The ATSB has released a preliminary report from its on-going investigation into a fatal accident involving a Cessna 150 light aircraft during aerobatic flight training near Peachester, South East Queensland, on 23 June 2021.
The report, which details factual information from the investigation’s early evidence collection phase, notes the Cessna A150M Aerobat had departed Sunshine Coast Airport with an instructor and student aerobatic pilot on board with the intention of conducting spin recovery training. The aircraft arrived overhead the locality of Peachester, the area intended to conduct aerobatics, about 20 minutes later.
Air traffic control radar data from the last 90 seconds of the aircraft’s flight shows the aircraft turned left and decelerated while maintaining an altitude of 6,000 feet, before beginning to descend rapidly. Shortly after it impacted a dense stand of trees.
The aircraft was destroyed and the two occupants were fatally injured.
ATSB transport safety investigators’ examination of the wreckage and accident site determined the aircraft was intact prior to the collision.
Calculations of tree impact points along a 50 metre wreckage trail indicated the final flight path was a descent of about 13°. The throttle setting was at idle, and propeller rotational damage signatures were minimal, indicating a low power setting.

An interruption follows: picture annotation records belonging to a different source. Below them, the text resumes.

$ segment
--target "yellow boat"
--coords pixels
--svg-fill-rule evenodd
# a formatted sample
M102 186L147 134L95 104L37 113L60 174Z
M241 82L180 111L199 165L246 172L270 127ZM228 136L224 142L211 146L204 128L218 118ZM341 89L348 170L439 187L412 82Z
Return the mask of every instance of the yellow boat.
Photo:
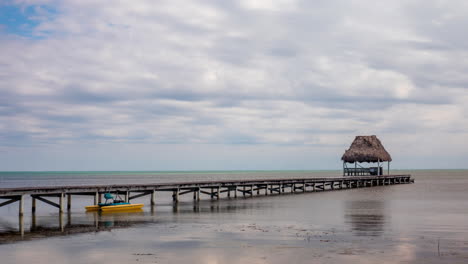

“The disruption to the aircraft and foliage, coupled with the length of the wreckage trail, indicated that the aircraft had significant forward speed at impact,” ATSB Director Transport Safety Dr Mike Walker said.
No evidence was found of pre-impact defects with the flight controls or aircraft structure, and external examination revealed no obvious defects with the engine.
Dr Walker noted the preliminary report does not include any safety findings or analysis, which will be detailed in the investigation’s final report.
“As the investigation continues, the ATSB will interview parties involved with the aircraft’s operation, further analyse the radar data, examine the pilots’ qualifications, experience and medical histories, and review aircraft records,” he said.
“Spin training requirements and practices will also be assessed.”
A final report will be published at the conclusion of the investigation.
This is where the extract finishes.